Ever hopeful, Saran estimates that it costs between Rs 1,000 and Rs 1,500 to mine a tonne of iron ore, and the landed cost per tonne is between Rs 4,500 and Rs 5,000, so there’s an arbitrage of Rs 3,500 a tonne. Once the government opens up iron ore for players in Odisha and his speciality steels production starts operations, and if he needs 1.8 tonnes of iron ore to make one tonne of steel, his Ebitda per tonne will go up about six times. “Then we become a highly profitable player without making any other change,” he says. A possible alternative, says Dutt, is to start a demerger of the special-steels business, which may help infuse some capital in the parent listed entity.

Saran managed to regain his balance after the very first stumble in trading, and got his factories up and running despite regulatory and political issues. When I ask him about his ability to bounce back, he smiles and tells me a story. It was the summer of 2009, and Saran was lunching with his sons and Bruno Furrer, a friend and fellow commodities trader, at a lakeside restaurant in Zurich. During the meal, Furrer smiled at Saran’s sons and said: “You guys are really lucky.”

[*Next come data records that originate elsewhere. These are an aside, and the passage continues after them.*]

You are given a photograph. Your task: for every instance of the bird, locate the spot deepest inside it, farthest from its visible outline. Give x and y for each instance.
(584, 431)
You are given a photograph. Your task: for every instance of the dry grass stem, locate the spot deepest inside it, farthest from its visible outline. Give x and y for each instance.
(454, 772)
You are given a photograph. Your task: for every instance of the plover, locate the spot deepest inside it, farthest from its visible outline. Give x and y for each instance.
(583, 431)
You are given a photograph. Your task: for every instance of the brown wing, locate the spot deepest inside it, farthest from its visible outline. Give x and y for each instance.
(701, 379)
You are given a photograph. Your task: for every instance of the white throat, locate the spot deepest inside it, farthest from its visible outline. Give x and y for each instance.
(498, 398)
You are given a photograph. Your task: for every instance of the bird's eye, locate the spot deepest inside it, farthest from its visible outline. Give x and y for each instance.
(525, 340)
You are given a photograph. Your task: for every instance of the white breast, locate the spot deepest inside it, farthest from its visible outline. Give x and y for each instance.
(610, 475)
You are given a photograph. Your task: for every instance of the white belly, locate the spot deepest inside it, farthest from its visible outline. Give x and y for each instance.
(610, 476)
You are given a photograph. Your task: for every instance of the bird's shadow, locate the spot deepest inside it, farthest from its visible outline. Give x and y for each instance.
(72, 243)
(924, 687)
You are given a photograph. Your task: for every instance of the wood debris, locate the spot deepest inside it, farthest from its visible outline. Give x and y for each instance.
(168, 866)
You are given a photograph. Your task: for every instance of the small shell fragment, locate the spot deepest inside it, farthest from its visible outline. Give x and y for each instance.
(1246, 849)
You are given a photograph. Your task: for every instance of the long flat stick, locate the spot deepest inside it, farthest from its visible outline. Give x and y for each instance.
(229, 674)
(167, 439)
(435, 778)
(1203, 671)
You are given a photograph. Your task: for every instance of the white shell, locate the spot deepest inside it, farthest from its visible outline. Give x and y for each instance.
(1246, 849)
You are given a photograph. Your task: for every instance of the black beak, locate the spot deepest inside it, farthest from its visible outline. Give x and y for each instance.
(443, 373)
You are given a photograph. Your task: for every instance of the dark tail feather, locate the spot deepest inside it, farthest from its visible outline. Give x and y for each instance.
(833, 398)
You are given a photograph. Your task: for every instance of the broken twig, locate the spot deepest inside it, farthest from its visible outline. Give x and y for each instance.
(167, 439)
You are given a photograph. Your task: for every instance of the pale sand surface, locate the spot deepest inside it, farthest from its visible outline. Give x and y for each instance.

Remember, that was when Saran’s businesses were in deep trouble; commodities trading had taken a beating because of depressed prices globally, and manufacturing needed capital he was unable to pump in. Saran wondered if Furrer had been in the sun too much, when his friend explained. “When you guys came into this business, you just saw one way of running it: Buy today, sell day after, and make a profit. But your father has seen upheavals and he will help you ride through it.”
Today, with manufacturing struggling to come out of the trough it is in, and commodities still a gamble, it’s still not clear if Furrer’s words were graceful consolation or a trader’s instinctive view of the things to come.